RansomedVC offered the data for sale on its darkweb website: “We have successfully breached the District of Columbia Board Of Elections and have gotten more than 600k lines of USA Voters,” the group wrote.
A snippet of data reviewed by The Post showed what the group claimed was one D.C. voter’s full name, address, contact information, driver’s license number and part of their social security number.
The D.C. data was also apparently being offered for sale on a hacking forum. In posts dated Oct. 3 and Oct. 5, someone on the forum offered the data for sale and wrote that they had also stolen more than 3,500 address confirmation documents. As proof, they posted one address confirmation document and personal information that appeared to belong to three District voters. One of the voters’ data matched the snippet of data posted on RansomedVC’s website.
Graham could not confirm the authenticity of the postings, noting that it would be premature as the investigation is ongoing.

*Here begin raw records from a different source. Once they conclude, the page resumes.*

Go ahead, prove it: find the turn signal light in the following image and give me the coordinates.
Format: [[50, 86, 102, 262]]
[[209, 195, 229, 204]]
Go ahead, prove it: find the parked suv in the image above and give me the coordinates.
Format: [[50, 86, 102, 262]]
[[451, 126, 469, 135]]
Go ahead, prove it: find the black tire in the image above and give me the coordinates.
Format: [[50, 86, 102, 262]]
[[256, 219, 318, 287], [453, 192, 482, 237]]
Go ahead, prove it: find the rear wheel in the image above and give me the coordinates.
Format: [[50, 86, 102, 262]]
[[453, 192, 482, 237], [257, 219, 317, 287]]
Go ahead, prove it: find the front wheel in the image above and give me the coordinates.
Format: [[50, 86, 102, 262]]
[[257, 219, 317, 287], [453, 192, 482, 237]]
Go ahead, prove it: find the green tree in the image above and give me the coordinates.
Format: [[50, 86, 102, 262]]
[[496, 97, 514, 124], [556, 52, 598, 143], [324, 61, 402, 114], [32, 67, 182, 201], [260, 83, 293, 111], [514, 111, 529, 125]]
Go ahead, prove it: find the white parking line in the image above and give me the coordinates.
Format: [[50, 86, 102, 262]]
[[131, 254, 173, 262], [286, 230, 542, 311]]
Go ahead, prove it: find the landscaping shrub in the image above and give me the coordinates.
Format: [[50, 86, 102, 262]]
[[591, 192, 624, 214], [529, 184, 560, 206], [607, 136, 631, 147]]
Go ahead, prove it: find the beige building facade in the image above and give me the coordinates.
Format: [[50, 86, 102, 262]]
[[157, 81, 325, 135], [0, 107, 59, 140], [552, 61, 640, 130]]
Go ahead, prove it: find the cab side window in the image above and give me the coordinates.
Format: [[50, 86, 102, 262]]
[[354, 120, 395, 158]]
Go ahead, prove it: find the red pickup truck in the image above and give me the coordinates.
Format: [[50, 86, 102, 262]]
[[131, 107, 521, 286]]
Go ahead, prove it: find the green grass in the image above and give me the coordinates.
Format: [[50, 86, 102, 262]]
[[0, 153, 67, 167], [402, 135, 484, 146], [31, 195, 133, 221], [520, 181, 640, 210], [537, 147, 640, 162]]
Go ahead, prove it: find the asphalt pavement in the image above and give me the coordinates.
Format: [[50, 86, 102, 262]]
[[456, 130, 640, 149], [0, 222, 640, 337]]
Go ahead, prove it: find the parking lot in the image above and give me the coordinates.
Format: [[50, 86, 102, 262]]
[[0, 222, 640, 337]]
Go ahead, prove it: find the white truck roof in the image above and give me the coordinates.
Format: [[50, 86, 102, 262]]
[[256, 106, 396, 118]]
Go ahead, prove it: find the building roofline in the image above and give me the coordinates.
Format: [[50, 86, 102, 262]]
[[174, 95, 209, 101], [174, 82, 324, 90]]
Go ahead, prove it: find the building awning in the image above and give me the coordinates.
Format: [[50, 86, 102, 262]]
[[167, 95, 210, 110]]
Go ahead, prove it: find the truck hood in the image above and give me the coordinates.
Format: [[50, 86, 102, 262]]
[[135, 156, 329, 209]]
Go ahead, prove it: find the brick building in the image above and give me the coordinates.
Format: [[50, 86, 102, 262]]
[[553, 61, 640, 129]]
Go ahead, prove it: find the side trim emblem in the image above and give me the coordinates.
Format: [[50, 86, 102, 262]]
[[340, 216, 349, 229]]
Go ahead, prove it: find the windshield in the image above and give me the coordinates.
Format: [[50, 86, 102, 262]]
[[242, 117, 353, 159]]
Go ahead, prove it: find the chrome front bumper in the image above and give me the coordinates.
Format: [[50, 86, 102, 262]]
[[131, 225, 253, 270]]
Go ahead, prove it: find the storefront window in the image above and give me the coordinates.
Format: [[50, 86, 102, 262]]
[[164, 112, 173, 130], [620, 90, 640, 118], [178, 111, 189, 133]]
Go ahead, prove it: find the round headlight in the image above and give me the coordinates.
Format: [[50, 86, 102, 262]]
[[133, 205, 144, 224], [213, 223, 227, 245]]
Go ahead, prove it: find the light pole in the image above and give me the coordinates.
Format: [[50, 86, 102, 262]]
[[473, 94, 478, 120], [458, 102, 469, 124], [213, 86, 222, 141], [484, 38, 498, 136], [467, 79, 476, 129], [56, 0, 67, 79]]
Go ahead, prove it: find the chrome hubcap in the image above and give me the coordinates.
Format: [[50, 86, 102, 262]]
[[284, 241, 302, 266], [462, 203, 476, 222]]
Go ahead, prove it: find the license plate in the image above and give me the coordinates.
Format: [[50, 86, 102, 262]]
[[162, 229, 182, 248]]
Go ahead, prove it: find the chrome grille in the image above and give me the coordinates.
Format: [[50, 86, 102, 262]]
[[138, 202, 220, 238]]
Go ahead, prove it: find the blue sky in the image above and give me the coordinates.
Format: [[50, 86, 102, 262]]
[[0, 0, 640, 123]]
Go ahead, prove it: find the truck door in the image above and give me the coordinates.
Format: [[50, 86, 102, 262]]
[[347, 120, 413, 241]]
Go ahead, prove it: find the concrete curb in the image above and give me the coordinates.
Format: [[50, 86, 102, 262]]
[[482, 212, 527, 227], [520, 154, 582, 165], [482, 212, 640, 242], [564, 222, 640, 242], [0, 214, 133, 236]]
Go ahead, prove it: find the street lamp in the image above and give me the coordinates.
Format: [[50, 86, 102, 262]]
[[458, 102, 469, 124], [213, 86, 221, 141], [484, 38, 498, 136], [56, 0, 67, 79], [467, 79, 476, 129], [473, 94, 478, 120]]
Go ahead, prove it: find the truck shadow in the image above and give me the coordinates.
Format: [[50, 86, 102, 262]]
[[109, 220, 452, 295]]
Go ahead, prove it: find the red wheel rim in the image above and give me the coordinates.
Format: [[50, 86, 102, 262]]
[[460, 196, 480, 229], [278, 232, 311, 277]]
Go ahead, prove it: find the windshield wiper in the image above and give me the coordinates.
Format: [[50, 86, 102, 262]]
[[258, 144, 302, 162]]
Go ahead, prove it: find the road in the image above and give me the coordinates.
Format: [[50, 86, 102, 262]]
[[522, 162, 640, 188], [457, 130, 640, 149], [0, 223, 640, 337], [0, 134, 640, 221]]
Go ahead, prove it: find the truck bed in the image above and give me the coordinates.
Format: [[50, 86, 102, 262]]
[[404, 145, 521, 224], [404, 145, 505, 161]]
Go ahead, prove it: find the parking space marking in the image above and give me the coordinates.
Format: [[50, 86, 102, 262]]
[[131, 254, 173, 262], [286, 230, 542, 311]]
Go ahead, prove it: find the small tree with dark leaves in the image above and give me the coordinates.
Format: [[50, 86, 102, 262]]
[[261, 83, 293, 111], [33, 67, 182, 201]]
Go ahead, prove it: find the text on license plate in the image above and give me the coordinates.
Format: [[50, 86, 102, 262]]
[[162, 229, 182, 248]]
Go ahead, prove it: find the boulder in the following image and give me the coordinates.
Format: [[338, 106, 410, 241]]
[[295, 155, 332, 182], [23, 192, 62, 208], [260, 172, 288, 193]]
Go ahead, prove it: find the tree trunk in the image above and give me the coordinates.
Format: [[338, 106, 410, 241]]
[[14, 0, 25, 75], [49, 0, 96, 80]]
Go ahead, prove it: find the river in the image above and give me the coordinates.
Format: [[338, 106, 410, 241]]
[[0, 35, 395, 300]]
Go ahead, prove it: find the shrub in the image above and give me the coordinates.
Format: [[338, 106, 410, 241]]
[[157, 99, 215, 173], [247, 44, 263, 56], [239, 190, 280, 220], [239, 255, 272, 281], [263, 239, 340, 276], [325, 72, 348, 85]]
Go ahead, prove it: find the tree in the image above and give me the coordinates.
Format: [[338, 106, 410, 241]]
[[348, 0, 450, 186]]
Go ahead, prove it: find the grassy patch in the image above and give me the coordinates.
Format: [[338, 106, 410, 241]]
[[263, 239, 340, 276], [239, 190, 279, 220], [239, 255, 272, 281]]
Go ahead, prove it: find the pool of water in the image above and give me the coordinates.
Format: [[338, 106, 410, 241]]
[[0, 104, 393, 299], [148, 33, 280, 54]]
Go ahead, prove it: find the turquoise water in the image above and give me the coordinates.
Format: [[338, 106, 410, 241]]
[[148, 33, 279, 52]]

Hacking groups have targeted the District in various ways in recent years: In 2022, a ransomware group appeared to publish a tranche of data and documents from EventsDC on the dark web; the year before, hackers posted hundreds of pages of purported internal D.C. police department documents after infiltrating the department’s computer network. The hacking group involved in that dump, called Babuk, threatened to release more documents if its demands for money were not met.
And earlier this year, members of the House and Senate were notified of a breach involving D.C.’s health insurance exchange, called DC Health Link, that affected more than 56,000 customers.